Creeping Determinism

Posted on the 30 May 2017 by Candacemoody @candacemoody

Embed from Getty Images

This is one of a series of posts based on the book Everything is Obvious, Once You Know the Answer by Duncan Watts. Watts is a sociologist who is a principal researcher at Microsoft Research and a Professor at Large at Cornell University.

When we hear a story, whether it ends well or badly, we tend to look for explanations. We feel comfortable when we think we have figured out why something happened: why a book became a best seller, why a company failed, or why the gunman made the decision to shoot. Watts writes “This tendency, which psychologists call creeping determinism, is related to the better-known phenomenon of hindsight bias, the after-the-fact tendency to think that we “knew it all along.”

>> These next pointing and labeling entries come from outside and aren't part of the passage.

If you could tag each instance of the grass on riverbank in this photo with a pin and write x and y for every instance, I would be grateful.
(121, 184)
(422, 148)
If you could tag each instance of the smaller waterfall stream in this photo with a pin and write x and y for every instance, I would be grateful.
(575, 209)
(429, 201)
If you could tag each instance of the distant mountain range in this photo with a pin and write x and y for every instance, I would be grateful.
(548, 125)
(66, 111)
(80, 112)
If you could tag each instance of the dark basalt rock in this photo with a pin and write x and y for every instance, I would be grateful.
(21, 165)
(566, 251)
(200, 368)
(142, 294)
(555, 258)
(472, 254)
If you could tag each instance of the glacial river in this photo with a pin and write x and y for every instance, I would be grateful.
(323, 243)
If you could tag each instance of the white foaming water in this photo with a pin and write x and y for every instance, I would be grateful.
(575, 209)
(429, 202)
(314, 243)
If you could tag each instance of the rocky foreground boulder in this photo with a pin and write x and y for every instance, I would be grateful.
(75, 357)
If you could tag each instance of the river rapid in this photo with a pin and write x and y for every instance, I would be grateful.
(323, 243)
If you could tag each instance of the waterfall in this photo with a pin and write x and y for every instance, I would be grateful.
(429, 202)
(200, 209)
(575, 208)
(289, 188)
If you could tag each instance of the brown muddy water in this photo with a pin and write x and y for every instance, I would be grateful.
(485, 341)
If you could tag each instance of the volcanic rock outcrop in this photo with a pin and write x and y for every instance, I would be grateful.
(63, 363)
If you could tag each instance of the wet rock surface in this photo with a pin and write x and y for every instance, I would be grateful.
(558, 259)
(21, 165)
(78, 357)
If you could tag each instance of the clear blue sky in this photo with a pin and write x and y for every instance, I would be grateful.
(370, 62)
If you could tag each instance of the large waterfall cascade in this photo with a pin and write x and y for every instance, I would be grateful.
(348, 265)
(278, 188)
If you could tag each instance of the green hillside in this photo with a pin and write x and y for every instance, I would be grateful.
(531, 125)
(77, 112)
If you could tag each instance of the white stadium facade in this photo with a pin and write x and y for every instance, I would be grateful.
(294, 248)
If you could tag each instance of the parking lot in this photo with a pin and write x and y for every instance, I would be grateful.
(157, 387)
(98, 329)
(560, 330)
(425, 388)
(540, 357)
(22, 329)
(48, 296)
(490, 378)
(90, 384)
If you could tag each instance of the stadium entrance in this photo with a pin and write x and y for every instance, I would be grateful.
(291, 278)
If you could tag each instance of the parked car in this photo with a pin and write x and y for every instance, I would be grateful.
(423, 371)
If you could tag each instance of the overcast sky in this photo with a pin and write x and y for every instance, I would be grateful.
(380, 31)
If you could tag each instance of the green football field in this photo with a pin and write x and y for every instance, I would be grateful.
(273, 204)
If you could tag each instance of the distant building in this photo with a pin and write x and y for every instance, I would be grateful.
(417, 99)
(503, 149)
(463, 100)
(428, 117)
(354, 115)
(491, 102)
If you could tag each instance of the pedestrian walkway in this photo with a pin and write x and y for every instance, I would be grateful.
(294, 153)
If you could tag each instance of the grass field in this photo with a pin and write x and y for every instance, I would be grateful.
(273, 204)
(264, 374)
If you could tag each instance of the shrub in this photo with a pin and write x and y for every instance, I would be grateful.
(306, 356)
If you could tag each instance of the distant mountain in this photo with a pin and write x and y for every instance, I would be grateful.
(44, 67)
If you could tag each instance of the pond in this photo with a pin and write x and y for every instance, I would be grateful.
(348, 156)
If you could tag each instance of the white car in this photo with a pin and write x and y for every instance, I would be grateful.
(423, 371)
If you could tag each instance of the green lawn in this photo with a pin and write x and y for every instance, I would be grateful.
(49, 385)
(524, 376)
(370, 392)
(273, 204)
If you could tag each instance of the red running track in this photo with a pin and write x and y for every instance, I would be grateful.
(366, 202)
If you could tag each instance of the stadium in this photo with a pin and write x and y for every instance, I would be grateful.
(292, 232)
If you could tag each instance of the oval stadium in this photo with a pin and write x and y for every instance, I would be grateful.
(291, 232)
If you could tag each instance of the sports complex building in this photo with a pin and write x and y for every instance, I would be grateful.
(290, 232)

Watts says that the two phenomena are related, but not exactly alike. “Hindsight bias, it turns out, can be counteracted by reminding people of what they said before they knew the answer or by forcing them to keep records of their predictions. But even when we recall perfectly accurately how uncertain we were about the way events would transpire— even when we concede to have been caught completely by surprise— we still have a tendency to treat the realized outcome as inevitable.”

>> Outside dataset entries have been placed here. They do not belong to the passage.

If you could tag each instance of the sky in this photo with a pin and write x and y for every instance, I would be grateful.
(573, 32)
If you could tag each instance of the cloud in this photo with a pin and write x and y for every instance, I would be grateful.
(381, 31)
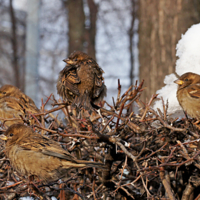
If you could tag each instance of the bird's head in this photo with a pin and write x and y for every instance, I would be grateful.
(187, 79)
(15, 133)
(77, 57)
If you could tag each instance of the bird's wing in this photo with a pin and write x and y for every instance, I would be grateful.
(194, 90)
(39, 143)
(70, 79)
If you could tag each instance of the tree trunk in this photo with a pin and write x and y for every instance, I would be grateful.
(161, 24)
(14, 46)
(91, 31)
(76, 25)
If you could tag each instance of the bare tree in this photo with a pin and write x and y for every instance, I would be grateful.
(14, 45)
(161, 25)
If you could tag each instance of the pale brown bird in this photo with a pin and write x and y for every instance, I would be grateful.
(32, 154)
(80, 83)
(11, 109)
(188, 94)
(12, 91)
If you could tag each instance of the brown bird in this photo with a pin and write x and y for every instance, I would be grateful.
(33, 154)
(188, 94)
(80, 83)
(11, 109)
(12, 91)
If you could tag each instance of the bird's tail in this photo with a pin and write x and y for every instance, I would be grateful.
(81, 163)
(90, 163)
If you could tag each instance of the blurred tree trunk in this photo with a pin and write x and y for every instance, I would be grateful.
(81, 35)
(161, 24)
(131, 42)
(91, 31)
(76, 25)
(14, 46)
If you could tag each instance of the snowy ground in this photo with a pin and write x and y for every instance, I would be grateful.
(188, 51)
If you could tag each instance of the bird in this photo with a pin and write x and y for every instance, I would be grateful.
(12, 91)
(188, 94)
(80, 83)
(12, 110)
(32, 154)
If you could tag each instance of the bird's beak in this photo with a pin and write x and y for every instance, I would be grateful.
(3, 137)
(179, 82)
(68, 61)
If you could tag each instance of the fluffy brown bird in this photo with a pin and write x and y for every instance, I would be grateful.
(188, 94)
(10, 108)
(80, 83)
(32, 154)
(12, 91)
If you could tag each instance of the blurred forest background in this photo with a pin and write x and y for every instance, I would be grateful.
(130, 39)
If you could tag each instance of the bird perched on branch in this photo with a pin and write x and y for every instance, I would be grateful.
(188, 94)
(32, 154)
(80, 83)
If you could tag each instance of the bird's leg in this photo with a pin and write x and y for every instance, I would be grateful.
(61, 196)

We mistake coincidences as causes, and create stories around them to convince ourselves that the outcome should and could have been predicted.  The danger lies in the way we then create future models based on our flawed theories. Watts says that we can never know which, if any, of what could be thousands of factors, conditions, and actions contributed to the outcome. We focus on the ones we can see and measure, and weave a post-event narrative together that makes sense to us. In this way, he says, we’re not much removed from our ancestors who looked up at a stormy sky and theorized about a God of Thunder.

One problem we have is that we pay much more attention to outliers than we do to the many events that may have the same causes. We notice when a new product breaks through and becomes a national sensation, but not the hundreds of companies with the same business model that have failed over the past few years.

We also tend to end a story at an arbitrary point (of success or failure) when the truth is continuing to unfold. We model ourselves on someone who achieves enormous success one year, but may fade into obscurity a few years later. History is messy while it’s happening we don’t have the benefit of hindsight until many years later. By then, your chance at a decision is long past.

Even analytical decision makers and scientists make these creeping determinism errors. Watts cites the case of an airplane crash. Safety engineers identified five factors that could have contributed to the crash, including fog, missed communication and pilot fatigue. But those exact conditions had been present in dozens of flights at the same airport and did not result in a crash.

“We see the five risk factors identified by the Flight 2605 investigation and all the corresponding outcomes,” he writes. “One of those outcomes is indeed the crash, but there are many other noncrash outcomes as well. These factors, in other words, are “necessary but not sufficient” conditions: Without them, it’s extremely unlikely that we’d have a crash; but just because they’re present doesn’t mean that a crash will happen, or is even all that likely. Once we do see a crash, however, our view of the world shifts. Now all the “noncrashes” have disappeared, because we’re no longer trying to explain them— we’re only trying to account for the crash— and all the arrows from the factors to the noncrashes have disappeared as well. The result is that the very same set of factors that appeared do a poor job of predicting the crash now seems to do an excellent job.”

The world is just much more random than we realize, Watts says. When we tell ourselves that we can understand what happened, chances are, we’re fooling ourselves.

“This confusion between stories and theories gets to the heart of the problem with using common sense as a way of understanding the world. In one breath, we speak as if all we’re trying to do is to make sense of something that has already happened. But in the next breath we’re applying the “lesson” that we think we have learned to whatever plan or policy we’re intending to implement in the future. We make this switch between storytelling and theory building so easily and instinctively that most of the time we’re not even aware that we’re doing it.” And then we’re surprised when the outcome is wildly different from what we expected.

This explains why so many “experts” get it so wrong so much of the time.